5月10日 クマゲラの森

北海道、大雪山麓の森は今、芽吹きの季節です。

新緑の一歩手前の『芽吹き』は新緑の緑色とは異なり、芽がだんだん膨らみ、それが赤や黄色、ピンクなどにも見え、まるで花が咲いたか紅葉のように見えます。春の芽吹きが春紅葉ともいわれる所以です。

木々の芽吹き

林道をいくと、ケヤマハンノキの大木にぽっかりと穴があいていました。

すると、中からクマゲラのオスが顔を出して辺りを伺っています!
この巣穴は数年前からありましたが、既に古巣の状態で、使っていませんでした。
でも昨年の春先には巣口を補修したあとがあり、巣になるのかなと思っていたのですが、結局昨年は使われませんでした。
しかし、今年はこの時期に巣に入っていることから、どうやら営巣しているのかもしれません。
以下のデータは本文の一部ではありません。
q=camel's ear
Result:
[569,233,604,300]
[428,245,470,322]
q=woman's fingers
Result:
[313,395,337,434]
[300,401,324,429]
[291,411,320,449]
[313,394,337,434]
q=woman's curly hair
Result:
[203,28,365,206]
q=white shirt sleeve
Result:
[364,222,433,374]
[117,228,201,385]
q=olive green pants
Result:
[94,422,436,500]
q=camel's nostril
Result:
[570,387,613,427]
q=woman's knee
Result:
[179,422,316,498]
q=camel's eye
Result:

ヒナがたくさんこの森から巣立っていくことを想像すると嬉しくなりますね!この時期、クマゲラを脅かしてしまったりすると子育てを放棄してしまったり、卵を捨てたりすることも報告されています。
バッタリ出会ってしまったこのクマゲラ。静かな森でひっそり暮らしていたのに、人間に会ってしまったことで十分ビックリさせてしまいましたが、これ以上刺激を与えないようにさっさと我々は退散するに限ります。
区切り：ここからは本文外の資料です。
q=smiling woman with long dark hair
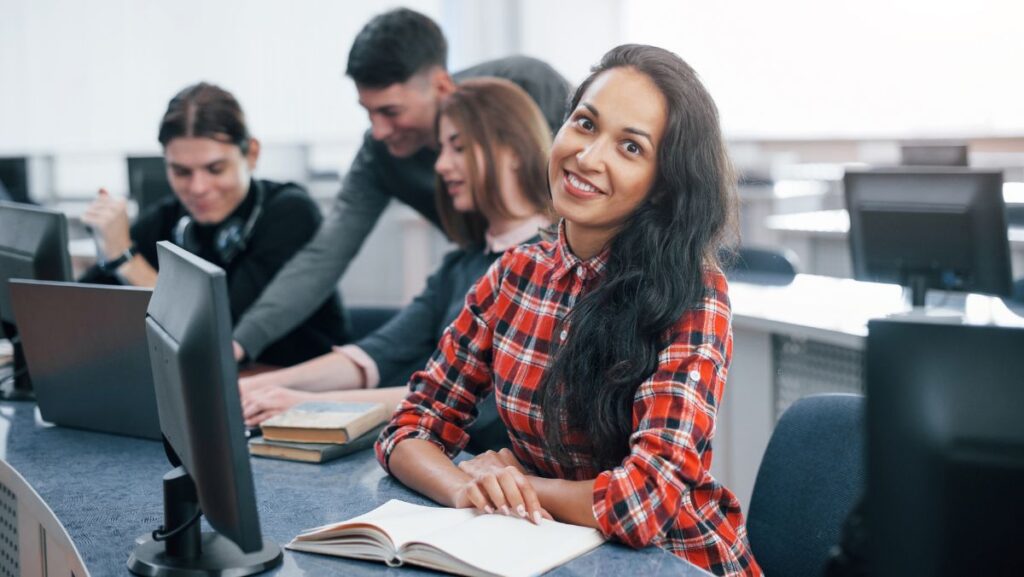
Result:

それにしても、古巣もまた使うことが分かったのは大収穫でした!クマゲラを守っていくためには、クマゲラの古巣をもう使っていないからといって伐採せずに、保存しておくことが必要だということがはっきりしました。これは文献などにもなかなか書かれていない、大きな収穫!!


違う林道を行くと、今度はカワガラスがササッと目の前を横切りました。そして小さなコンクリートの橋の下に入っていきました。あやしい。。。
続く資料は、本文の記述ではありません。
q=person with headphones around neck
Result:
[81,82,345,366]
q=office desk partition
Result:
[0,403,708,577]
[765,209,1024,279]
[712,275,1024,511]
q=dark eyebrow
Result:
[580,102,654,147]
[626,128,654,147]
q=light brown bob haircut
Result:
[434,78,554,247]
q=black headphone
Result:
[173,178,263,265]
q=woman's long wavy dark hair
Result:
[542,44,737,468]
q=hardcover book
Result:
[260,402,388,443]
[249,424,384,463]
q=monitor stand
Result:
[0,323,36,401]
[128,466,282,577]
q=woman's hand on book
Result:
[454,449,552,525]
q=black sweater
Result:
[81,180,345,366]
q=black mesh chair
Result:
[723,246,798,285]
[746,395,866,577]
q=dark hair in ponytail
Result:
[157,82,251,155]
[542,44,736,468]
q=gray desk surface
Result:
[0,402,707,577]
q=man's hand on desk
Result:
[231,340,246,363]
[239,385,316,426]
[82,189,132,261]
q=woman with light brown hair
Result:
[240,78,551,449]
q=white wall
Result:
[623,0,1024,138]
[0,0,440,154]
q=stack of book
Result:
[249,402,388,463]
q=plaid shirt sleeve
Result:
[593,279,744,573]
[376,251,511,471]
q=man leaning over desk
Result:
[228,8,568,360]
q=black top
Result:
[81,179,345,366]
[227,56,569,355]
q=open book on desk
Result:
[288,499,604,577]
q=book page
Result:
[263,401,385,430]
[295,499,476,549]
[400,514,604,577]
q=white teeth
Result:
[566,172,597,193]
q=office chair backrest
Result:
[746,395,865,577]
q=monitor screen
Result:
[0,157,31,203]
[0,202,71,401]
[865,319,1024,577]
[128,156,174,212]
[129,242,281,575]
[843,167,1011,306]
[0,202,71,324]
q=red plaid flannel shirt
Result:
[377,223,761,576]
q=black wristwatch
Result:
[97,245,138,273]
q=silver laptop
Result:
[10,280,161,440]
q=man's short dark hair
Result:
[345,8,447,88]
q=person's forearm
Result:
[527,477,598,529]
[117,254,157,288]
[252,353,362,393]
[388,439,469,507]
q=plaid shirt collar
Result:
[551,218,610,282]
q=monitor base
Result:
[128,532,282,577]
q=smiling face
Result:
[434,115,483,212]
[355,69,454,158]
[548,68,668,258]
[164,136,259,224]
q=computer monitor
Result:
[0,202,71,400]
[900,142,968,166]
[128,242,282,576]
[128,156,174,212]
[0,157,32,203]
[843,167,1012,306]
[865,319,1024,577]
橋の下へ降りてみると、案の定、カワガラスの巣を発見!
カワガラス水苔などを利用して巣を作ります。この巣の大きさはバスケットボールくらいありました。

とても器用に作られたカワガラスの巣を見て、すっかり感心してしまいました。
巣に使われていた水苔

今日は他にもオオアカゲラのつがいを見かけたりと、春の森は只今、繁殖シーズン真っ只中です。